I am just wondering if we need a dose of PGP-style reality here.

We're really seeing 3 or 4 levels of SSL/TLS happening here - and whilst
they all appear use the same technology - the assurances, UI, operational
regimen, 'investment' and user expectations are way different:

A)      Symbolic Locks (think bicycle locks in Amsterdam, or the little
        plastic luggage locks people use) - just a bit of reassurance
        that snooping is not trivial.

        => so you'd just want your browser to indicate something about
        SSL, just like you causally mention mime-type or port-number.

B)      Some sort of assurance that you are talking to whom you think you
        are talking to - and that such is the case next time round. And
        in a grown up sort of way - but no need to go the investment
        to have some paid minder reassuring you that there is no
        monster under the bed. E.g. some privacy, say on an online forum.
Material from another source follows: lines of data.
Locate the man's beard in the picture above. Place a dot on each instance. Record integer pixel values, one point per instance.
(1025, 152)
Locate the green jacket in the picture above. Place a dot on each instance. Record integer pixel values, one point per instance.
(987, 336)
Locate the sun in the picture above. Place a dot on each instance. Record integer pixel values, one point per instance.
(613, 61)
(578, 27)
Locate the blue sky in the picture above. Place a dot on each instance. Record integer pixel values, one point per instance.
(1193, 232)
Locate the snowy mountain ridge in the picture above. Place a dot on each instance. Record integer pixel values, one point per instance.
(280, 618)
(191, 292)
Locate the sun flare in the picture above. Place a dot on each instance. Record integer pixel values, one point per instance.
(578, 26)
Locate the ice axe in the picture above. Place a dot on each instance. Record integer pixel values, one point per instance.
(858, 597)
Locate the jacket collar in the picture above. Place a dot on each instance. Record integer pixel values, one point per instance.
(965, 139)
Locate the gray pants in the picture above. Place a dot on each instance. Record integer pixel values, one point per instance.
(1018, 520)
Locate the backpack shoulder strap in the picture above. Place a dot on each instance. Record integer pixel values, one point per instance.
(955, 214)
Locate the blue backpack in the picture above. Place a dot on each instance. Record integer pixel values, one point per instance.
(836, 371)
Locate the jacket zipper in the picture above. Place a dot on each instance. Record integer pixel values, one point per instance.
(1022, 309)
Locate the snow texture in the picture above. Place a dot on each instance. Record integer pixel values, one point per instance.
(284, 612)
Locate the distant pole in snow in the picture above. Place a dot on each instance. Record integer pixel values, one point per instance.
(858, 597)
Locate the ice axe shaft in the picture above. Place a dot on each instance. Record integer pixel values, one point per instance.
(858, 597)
        => so in this case you'd probably want a near friction less
        or perhaps even invisible initial persistent accept and
        some sort of low-key warning if the cert or chain changed
        over time beyond some range.

C)      Fair assurance that you are talking with whom you think
        you are talking to - is really that entity - and some
        trust. E.g. the canonical credit card payment case.

        => behaviour as we have today.

D)      Proper TLS; where both each end of the connection has a well
        defined idea of the reliability. E.g. the authenticate
        properly with an x509 to a server with a cert against
        an explicit list of CA's which are carefully selected
        by the 'powers that be' and with full CRLs.

Unfortunately there is currently no way for the server to indicate any
of this; or the user to indicate what his or her expectations are.

So my take is that it is pretty much impossible to get the UI to do
the right thing - until it has this information* - and even then
you have a fair chunk of education left to do :).

But without it - the entire discussion is moot.

As to technical options to accomplish this - it would not be hard
to *_socialise_* a few small technical hints: i.e if it is a
straight  self-signed server, certificate, with minimal data - assume
A; case C is easy; and in case 'D' one would care enough to have
a proper set-up.

That just leaves case B - and distinguishing it from a failed C.  And
that is hard. Especially as a messy B should not compromise a C.

So I guess that needs some very clear marker from the site owner. Which
could be as simple as insisting on things like an funky DN, a CN with
the FQDN set to something like 'ad-hoc', a concept that a certificate
with just a CN, but no other O, OU, L or C fields.

And obviously one could try to boil the ocean; write a small RFC
detailing some OID to put in the certificate for case A & B :) - and
include the fewlines of openssl in the document to make your own
'B' certificate.

Key would not be the technical aspect - but socialising it with enough
webmaster folks** that there is enough of a mass to tempt them
browser boys. And that is the going to be the very hard part :)


Dw

*)  I strongly think that the current plug-ins which check if a
    certificates fingerprint is the same from multiple vantage
    points around the internet is really quite orthogonal to this
    issue. So no solace there.

**) And capitalise on the fact that they need to recreate their certificates
    as most folks seem to stick to the default 365 days.